My Googlefu has failed me!
I have a Pandas DataFrame
of the form:
Level 1 Level 2 Level 3 Level 4
-------------------------------------
A B C NaN
A B D E
A B D F
G H NaN NaN
G I J K
It basically contains nodes of a graph with the levels depicting an outgoing edge from a level of lower order to a level of a higher order. I want to convert the DataFrame/create a new DataFrame of the form:
A B C D E F G H I J K
---------------------------------------------
A | 0 1 0 0 0 0 0 0 0 0 0
B | 0 0 1 1 0 0 0 0 0 0 0
C | 0 0 0 0 0 0 0 0 0 0 0
D | 0 0 0 0 1 1 0 0 0 0 0
E | 0 0 0 0 0 0 0 0 0 0 0
F | 0 0 0 0 0 0 0 0 0 0 0
G | 0 0 0 0 0 0 0 1 1 0 0
H | 0 0 0 0 0 0 0 0 0 0 0
I | 0 0 0 0 0 0 0 0 0 1 0
J | 0 0 0 0 0 0 0 0 0 0 1
K | 0 0 0 0 0 0 0 0 0 0 0
A cell containing 1
depicts an outgoing edge from the corresponding row to the corresponding column.
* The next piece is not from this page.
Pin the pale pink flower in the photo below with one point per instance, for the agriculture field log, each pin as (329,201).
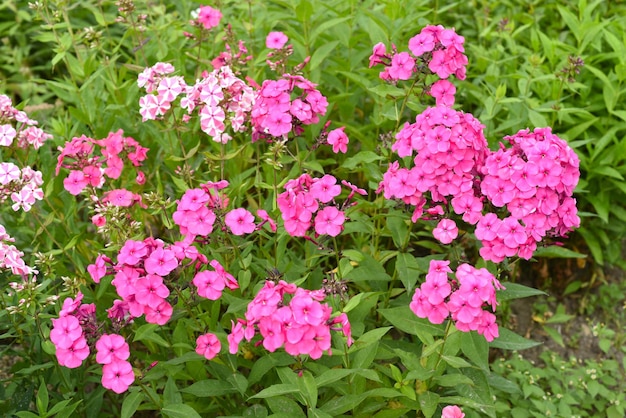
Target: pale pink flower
(240,221)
Is there a Pythonic way to achieve this without loops and conditions in Pandas?
Try this code:
df = pd.DataFrame({'level_1':['A', 'A', 'A', 'G', 'G'], 'level_2':['B', 'B', 'B', 'H', 'I'],
'level_3':['C', 'D', 'D', np.nan, 'J'], 'level_4':[np.nan, 'E', 'F', np.nan, 'K']})
Your input dataframe is:
level_1 level_2 level_3 level_4
0 A B C NaN
1 A B D E
2 A B D F
3 G H NaN NaN
4 G I J K
And the solution is:
# Get unique values from input dataframe and filter out 'nan' values
list_nodes = []
for i_col in df.columns.tolist():
list_nodes.extend(filter(lambda v: v==v, df[i_col].unique().tolist()))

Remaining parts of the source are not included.